Implications for investors
There are several implications for Australian investors.
First, continuing growth should provide a reasonable backdrop for Australian growth assets. Australian shares are vulnerable to the concerns impacting global markets – particularly US inflation and Fed fears and worries about a trade war – but we remain of the view that the ASX 200 will be higher by year end.
Second, bank deposits are likely to provide poor returns for investors for a while yet. The issue for investors in bank deposits is to think about what they are really after. If it’s peace of mind regarding the capital value of their investment, then maybe stay put. But if it’s a decent income yield then there are plenty of alternatives providing superior yield.
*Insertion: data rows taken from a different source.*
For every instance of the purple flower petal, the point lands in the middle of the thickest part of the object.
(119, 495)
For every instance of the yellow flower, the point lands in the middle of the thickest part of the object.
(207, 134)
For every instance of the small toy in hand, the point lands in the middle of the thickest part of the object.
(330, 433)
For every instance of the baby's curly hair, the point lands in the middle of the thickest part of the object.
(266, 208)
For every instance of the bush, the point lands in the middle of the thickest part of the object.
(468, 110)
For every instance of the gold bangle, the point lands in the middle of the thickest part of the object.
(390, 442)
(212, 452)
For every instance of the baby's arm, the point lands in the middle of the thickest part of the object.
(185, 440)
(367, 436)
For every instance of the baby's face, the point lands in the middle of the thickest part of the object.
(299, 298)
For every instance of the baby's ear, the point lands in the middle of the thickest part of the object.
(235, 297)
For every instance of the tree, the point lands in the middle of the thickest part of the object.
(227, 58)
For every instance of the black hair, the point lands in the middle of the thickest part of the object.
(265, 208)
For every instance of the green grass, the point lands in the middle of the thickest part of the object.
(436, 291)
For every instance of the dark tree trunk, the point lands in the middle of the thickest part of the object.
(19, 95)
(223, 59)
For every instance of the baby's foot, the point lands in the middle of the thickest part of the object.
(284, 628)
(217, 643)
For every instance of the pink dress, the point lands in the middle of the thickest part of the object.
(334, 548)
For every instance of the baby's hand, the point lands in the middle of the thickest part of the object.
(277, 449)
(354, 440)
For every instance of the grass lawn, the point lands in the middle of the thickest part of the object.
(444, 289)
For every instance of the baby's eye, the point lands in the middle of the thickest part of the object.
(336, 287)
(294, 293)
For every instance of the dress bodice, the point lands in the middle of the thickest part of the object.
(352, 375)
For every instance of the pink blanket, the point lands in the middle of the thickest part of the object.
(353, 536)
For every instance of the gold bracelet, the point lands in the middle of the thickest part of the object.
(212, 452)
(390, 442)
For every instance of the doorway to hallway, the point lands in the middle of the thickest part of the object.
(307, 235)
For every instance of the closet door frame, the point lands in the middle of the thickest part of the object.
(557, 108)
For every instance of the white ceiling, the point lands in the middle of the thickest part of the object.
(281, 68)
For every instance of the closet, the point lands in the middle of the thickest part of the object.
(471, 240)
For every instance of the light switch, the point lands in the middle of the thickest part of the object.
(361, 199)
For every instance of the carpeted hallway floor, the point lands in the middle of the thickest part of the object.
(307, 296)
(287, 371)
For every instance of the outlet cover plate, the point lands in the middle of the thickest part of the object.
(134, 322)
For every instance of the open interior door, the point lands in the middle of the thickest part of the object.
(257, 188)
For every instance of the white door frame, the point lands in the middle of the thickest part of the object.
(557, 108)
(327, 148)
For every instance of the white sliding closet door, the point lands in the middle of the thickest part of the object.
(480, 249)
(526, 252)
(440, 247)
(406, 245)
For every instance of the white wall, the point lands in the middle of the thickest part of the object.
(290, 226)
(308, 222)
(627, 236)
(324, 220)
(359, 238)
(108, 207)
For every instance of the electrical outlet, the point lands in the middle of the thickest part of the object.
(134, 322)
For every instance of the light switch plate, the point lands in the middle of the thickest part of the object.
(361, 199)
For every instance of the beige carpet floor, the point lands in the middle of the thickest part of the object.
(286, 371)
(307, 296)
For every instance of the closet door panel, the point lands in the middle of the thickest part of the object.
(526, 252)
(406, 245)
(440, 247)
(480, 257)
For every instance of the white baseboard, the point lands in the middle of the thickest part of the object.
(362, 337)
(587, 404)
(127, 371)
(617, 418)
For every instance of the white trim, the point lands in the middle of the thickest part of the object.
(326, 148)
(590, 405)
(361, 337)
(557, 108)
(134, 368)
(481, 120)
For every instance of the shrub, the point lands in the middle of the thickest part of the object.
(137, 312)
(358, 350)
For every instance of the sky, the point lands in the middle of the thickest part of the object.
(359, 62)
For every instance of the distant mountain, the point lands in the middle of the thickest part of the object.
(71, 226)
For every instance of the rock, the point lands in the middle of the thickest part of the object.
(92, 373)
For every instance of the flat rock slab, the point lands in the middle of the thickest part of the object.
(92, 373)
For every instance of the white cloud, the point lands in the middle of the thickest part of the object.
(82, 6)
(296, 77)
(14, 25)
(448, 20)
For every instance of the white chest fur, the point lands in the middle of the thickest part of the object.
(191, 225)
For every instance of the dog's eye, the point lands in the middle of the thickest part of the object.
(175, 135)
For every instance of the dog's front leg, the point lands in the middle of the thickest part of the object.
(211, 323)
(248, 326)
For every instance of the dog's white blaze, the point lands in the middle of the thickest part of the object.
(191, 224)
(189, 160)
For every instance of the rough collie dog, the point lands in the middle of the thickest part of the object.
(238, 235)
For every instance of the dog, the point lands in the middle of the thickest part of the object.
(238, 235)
The yield gap between Australian shares and bank deposits remains wide.
Third, while Australian shares are great for income, global shares are likely to remain outperformers for capital growth. Global shares have been outperforming Australian shares since October 2009 and over the last five years have outperformed in local currency terms by nearly 4% pa and by 9% pa in Australian dollar terms. This reflects relatively tighter monetary policy in Australia, the commodity slump, the lagged impact of the rise in the $A above parity in 2010, and a mean reversion of the 2000 to 2009 outperformance by Australian shares. While earnings growth in Australia is around 7%, it’s double this globally, suggesting the relative underperformance of Australian shares in terms of capital growth may go for a while yet. Which all argues for a continuing decent exposure to global shares.
Finally, the risks remain on the downside for the $A. With the RBA comfortably on hold and the Fed set to raise rates later this month with four hikes this year in total, the interest rate gap between Australia and the US will go negative and keep falling this year. Historically this has been associated with falls in the value of the Australian dollar. Fears of a global trade war may add to this risk given Australia’s relatively high trade exposure. All of which is another reason to maintain a continuing decent exposure to global shares but on an unhedged basis.